A Rio Tinto, uma das maiores mineradoras do mundo, anunciou lucro líquido de US$ 6,7 bilhões no primeiro semestre de 2026, um aumento de 12% em relação ao mesmo período de 2025. O resultado foi impulsionado pela elevação dos preços do minério de ferro e do cobre, além de ganhos de eficiência operacional.

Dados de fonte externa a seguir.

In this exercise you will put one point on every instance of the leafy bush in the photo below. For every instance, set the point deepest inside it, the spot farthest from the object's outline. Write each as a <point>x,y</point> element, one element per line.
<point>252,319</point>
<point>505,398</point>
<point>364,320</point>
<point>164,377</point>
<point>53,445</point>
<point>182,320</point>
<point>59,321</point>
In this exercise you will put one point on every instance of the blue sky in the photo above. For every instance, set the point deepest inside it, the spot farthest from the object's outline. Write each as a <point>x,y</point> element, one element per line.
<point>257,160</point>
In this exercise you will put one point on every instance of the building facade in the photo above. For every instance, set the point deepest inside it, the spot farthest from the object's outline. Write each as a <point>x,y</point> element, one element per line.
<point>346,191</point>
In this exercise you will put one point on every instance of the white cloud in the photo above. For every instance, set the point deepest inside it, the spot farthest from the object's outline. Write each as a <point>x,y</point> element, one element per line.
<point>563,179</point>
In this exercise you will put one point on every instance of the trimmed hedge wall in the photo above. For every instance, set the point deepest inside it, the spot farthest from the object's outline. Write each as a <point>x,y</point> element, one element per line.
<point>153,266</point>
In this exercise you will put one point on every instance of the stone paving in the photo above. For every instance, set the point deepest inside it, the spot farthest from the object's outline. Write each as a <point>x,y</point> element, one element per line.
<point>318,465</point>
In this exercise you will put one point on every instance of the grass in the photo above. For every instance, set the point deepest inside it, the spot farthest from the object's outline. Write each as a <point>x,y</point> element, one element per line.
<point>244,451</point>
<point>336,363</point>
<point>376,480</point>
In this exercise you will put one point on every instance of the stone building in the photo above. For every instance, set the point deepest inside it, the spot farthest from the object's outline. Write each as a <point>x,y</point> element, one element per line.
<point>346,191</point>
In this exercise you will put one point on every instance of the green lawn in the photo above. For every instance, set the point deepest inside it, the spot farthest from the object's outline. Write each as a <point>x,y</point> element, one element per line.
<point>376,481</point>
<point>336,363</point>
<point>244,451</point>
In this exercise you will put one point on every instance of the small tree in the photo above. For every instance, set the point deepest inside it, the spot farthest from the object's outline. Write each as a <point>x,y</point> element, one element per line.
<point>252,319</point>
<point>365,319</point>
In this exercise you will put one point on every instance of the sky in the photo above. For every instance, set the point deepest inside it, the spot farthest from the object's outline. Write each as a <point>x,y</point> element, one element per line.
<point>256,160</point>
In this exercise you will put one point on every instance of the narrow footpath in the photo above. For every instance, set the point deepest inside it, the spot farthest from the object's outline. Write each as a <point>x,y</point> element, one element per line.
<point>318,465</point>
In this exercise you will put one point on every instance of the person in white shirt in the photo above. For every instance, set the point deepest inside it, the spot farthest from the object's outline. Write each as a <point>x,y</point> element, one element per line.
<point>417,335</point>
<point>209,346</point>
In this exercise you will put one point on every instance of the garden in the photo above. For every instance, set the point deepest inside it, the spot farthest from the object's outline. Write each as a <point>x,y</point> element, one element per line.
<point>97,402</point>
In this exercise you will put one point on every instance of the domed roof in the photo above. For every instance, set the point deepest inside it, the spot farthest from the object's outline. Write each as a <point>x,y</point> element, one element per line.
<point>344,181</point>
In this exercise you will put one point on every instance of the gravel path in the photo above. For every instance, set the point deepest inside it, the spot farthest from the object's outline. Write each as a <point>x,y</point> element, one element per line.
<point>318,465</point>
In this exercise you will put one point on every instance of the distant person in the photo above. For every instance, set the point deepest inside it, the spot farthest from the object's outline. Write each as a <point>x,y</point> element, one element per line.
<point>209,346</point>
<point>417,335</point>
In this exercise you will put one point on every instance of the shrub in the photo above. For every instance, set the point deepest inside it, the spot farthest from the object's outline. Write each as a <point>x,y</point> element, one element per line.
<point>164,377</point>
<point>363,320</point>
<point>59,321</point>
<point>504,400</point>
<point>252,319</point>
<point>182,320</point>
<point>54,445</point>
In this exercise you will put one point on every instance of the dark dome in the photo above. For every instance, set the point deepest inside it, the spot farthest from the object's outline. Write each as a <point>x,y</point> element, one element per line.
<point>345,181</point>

Desempenho financeiro e operacional
O lucro antes de juros, impostos, depreciação e amortização (Ebitda) ajustado somou US$ 12,3 bilhões, com margem de 45%. A receita líquida atingiu US$ 27,1 bilhões, crescimento de 8% na comparação anual. A empresa atribuiu o desempenho à forte demanda da China por insumos siderúrgicos e à recuperação da indústria global de cobre.
No segmento de minério de ferro, a produção no primeiro semestre alcançou 155 milhões de toneladas, ligeiramente abaixo das 157 milhões do ano anterior, devido a manutenções programadas. Já a produção de cobre subiu 9%, para 320 mil toneladas, beneficiada pela entrada em operação da mina de Oyu Tolgoi, na Mongólia.
Impacto dos preços das commodities
O preço médio realizado do minério de ferro no semestre foi de US$ 105 por tonelada, ante US$ 92 no primeiro semestre de 2025. O cobre teve cotação média de US$ 8.500 por tonelada, alta de 15%. Esses aumentos compensaram a elevação dos custos operacionais, que subiram 5% devido à inflação de insumos como energia e mão de obra.
De acordo com o CEO da Rio Tinto, Jakob Stausholm, “os resultados refletem a solidez de nossas operações e a disciplina financeira. Continuamos focados em maximizar o valor para os acionistas, ao mesmo tempo que investimos em projetos de crescimento sustentável”. A empresa declarou um dividendo semestral de US$ 2,50 por ação, acima dos US$ 2,20 pagos no primeiro semestre de 2025.
Perspectivas e desafios
Para o segundo semestre de 2026, a Rio Tinto projeta produção de minério de ferro entre 310 e 320 milhões de toneladas no ano, e de cobre entre 640 e 660 mil toneladas. A empresa alerta, no entanto, para riscos como a volatilidade dos preços das commodities, tensões geopolíticas e custos com descarbonização.
A mineradora também anunciou um programa de recompra de ações de US$ 1,5 bilhão, válido até o fim do ano. Analistas do mercado financeiro consideraram o resultado positivo, com a ação da Rio Tinto subindo 2,3% na Bolsa de Londres após o anúncio. O lucro do primeiro semestre superou as estimativas do consenso, que apontavam para US$ 6,2 bilhões.
Investimentos e sustentabilidade
A Rio Tinto destinou US$ 2,8 bilhões em investimentos no período, principalmente para expansão de capacidade em cobre e projetos de energia renovável. A empresa mantém a meta de reduzir suas emissões de carbono em 50% até 2030, com base em 2018. Até o momento, já reduziu 15% das emissões totais.
O CFE da Rio Tinto, Peter Cunningham, destacou que “a geração de caixa robusta nos permite equilibrar retorno aos acionistas com investimentos estratégicos. Estamos confiantes de que a demanda por metais essenciais para a transição energética continuará crescendo”.